Au cœur de ses œuvres, l’accent est mis sur le voyage psychologique de l’être humain vers l’espace de post-vérité. Lorsque nous recréons dans notre esprit l’espace que nous expérimentons avec nos sens, nous y ajoutons nos émotions et nos pensées. Ainsi, l’espace lui-même est divisé en deux : l’espace qui existe réellement et qui est expérimenté et l’espace que nous créons dans notre esprit. L’espace, qui est perçu comme concret au départ, recrée ensuite son existence dans l’esprit de l’être humain et continue de changer. A travers sa manière de réconcilier le passé avec le présent, il provoque une figure détachée d’elle-même, aliénée de son lieu, transformée en un être artificiel, voire en une créature. À travers une fiction narrative, l’explication de ce processus, l’histoire psychologique d’une personne qui se trouve dans une transformation constitue la base de son travail.
M. Tau
Née en 1990, M. Tau vit et produit à Ankara.
Özlem Can
Özlem Can est née en 1991 à Istanbul. Elle est diplômée de l’Université Gazi, Faculté des Beaux-arts, Département de peinture en 2016. Elle obtient son Master dans la même université en 2020. Dans ses œuvres, elle explore l’espace, l’histoire personnelle, la subjectivité, la relation de l’individu avec les objets de son environnement immédiat et leurs effets mutuellement transformateurs. « Bien que l’espace, qui est l’expression d’une identité, soit présenté à la personne comme un indicateur culturel, il existe des réflexions sur l’espace en fonction de l’identité créée par la personne elle-même. Dans ce contexte, des liens forts se forment entre l’Homme et l’espace. En reflétant ses propres réflexions dans ce lieu, l’être humain crée une continuité personnelle avec son histoire personnelle. Cette interaction mutuelle entraîne des formations spatiales. Le sujet ajoute quelque chose de lui-même à l’espace, créant un lieu et modifiant l’espace, ainsi qu’un changement résultant de l’effet de l’espace sur lui-même. Cette interaction mutuelle se fait sentir à chaque instant par la perception de la personne et de l’espace. »
Ramazan Can
Ramazan Can est né en 1988. Il vit et produit à Ankara.

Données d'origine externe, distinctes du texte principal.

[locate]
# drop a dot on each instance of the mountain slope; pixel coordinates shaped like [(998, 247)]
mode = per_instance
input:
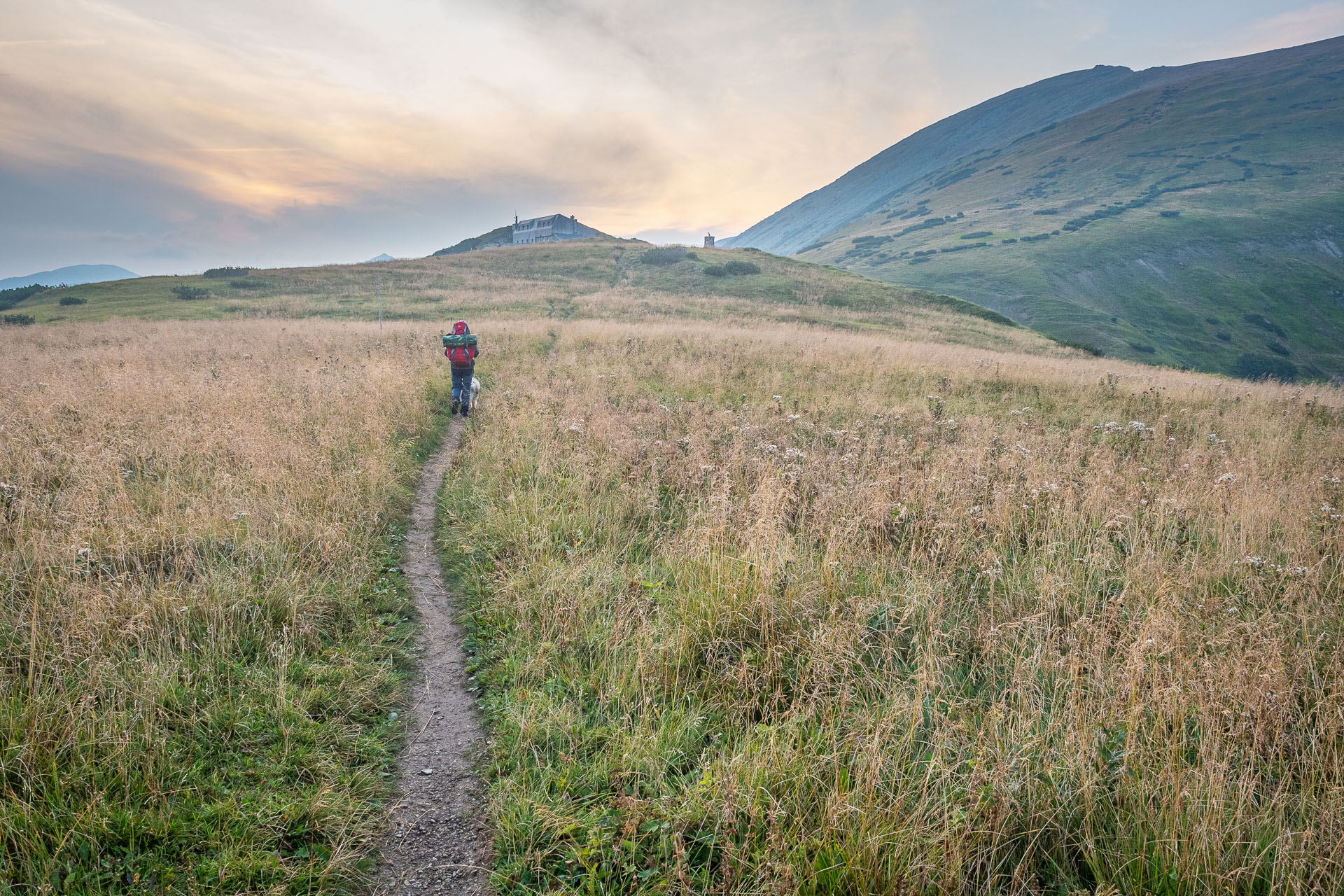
[(74, 274), (1199, 220)]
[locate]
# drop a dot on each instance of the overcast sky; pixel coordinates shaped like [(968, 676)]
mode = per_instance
[(168, 136)]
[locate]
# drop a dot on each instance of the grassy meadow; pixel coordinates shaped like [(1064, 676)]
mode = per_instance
[(588, 279), (854, 597), (773, 612), (202, 622)]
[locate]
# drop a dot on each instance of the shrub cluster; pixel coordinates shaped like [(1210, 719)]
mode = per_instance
[(664, 255), (1264, 323), (11, 298), (1259, 367), (733, 269)]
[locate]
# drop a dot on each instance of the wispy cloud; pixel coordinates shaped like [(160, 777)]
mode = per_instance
[(286, 132), (1291, 29)]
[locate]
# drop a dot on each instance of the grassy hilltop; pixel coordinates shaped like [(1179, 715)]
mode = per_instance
[(589, 279), (1194, 220)]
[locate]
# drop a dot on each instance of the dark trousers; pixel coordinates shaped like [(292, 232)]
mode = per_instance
[(463, 384)]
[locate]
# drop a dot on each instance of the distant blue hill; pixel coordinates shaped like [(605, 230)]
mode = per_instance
[(73, 276)]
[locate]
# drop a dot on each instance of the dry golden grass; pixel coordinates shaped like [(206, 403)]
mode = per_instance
[(200, 617), (764, 612), (934, 620)]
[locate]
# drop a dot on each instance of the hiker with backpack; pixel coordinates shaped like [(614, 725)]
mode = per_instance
[(461, 349)]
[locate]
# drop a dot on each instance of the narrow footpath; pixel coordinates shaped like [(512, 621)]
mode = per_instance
[(437, 840)]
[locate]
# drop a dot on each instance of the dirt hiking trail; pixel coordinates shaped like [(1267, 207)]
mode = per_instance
[(437, 840)]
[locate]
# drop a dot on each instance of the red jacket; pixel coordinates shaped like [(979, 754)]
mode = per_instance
[(463, 358)]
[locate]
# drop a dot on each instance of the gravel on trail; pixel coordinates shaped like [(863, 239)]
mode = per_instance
[(437, 840)]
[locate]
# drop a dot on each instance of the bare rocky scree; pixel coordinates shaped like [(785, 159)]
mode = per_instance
[(437, 840)]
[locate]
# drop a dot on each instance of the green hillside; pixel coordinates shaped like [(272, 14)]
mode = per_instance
[(1198, 222), (587, 279)]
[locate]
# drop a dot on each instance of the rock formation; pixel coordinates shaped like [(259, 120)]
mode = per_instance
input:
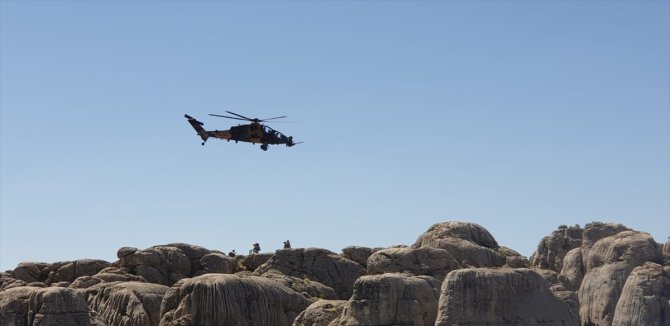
[(129, 303), (645, 299), (455, 273), (553, 248), (392, 299), (609, 262), (422, 261), (320, 313), (316, 264), (358, 254), (167, 264), (470, 244), (222, 299), (485, 296)]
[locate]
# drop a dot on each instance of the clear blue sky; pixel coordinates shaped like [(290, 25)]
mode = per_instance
[(519, 116)]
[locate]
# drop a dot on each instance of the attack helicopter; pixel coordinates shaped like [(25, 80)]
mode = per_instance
[(253, 132)]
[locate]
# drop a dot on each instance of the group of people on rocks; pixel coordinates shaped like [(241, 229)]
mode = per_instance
[(257, 248)]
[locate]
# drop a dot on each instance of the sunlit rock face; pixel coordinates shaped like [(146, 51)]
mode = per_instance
[(222, 299), (469, 244), (485, 296), (392, 299), (317, 264)]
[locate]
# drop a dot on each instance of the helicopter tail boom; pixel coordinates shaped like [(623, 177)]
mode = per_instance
[(197, 125)]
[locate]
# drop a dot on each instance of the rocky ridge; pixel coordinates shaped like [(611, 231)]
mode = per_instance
[(456, 273)]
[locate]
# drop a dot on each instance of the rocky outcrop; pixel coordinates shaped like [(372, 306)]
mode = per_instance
[(305, 286), (551, 250), (609, 262), (58, 306), (68, 271), (484, 296), (320, 313), (573, 268), (645, 299), (253, 261), (223, 299), (392, 299), (358, 254), (316, 264), (14, 305), (129, 303), (470, 244), (167, 264), (421, 261)]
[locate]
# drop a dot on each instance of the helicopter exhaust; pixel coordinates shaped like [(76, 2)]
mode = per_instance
[(197, 125)]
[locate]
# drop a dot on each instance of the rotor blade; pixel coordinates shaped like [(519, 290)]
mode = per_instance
[(225, 116), (241, 116), (274, 118)]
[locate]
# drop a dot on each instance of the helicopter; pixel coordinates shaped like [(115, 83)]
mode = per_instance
[(254, 132)]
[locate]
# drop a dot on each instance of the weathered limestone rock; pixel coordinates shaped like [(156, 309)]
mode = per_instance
[(392, 299), (7, 281), (470, 244), (551, 250), (573, 268), (307, 287), (358, 254), (316, 264), (320, 313), (609, 262), (485, 296), (164, 264), (645, 299), (14, 305), (69, 271), (595, 231), (57, 306), (253, 261), (421, 261), (129, 303), (31, 272), (218, 263), (225, 299)]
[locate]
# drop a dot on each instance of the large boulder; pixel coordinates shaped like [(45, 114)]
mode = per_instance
[(307, 287), (320, 313), (595, 231), (14, 305), (392, 299), (551, 250), (469, 243), (129, 303), (485, 296), (645, 299), (224, 299), (165, 264), (58, 306), (421, 261), (609, 261), (253, 261), (358, 254), (317, 264), (573, 268), (31, 272), (69, 271)]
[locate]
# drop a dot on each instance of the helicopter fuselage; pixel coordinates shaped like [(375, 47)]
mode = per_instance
[(255, 133)]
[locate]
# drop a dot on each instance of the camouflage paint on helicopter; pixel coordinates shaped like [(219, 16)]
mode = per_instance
[(254, 132)]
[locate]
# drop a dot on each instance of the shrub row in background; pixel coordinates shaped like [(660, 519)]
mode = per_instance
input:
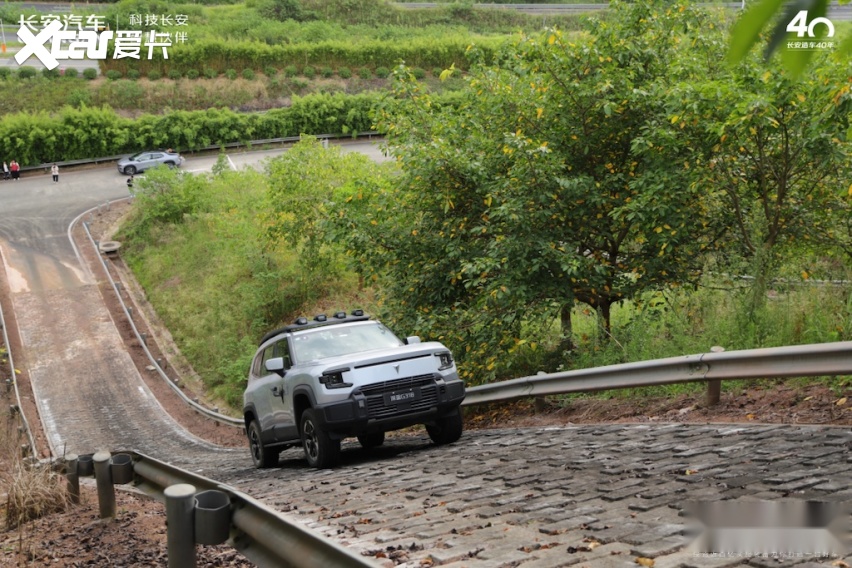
[(74, 134), (221, 56)]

En 2011, il est diplômé de l’Université Gazi, Faculté d’éducation Gazi, Département d’éducation des Beaux-arts. En 2015, il obtient son Master à l’Institut des Beaux-arts de l’Université Gazi, Département de peinture. Il poursuit actuellement ses études de 3ème cycle à l’Université Gazi, Institut des Beaux-arts, Département de peinture. Parallèlement, il travaille également comme chargé des cours à la Faculté des Beaux-arts de l’Université Hacı Bayram Veli d’Ankara, Département de peinture.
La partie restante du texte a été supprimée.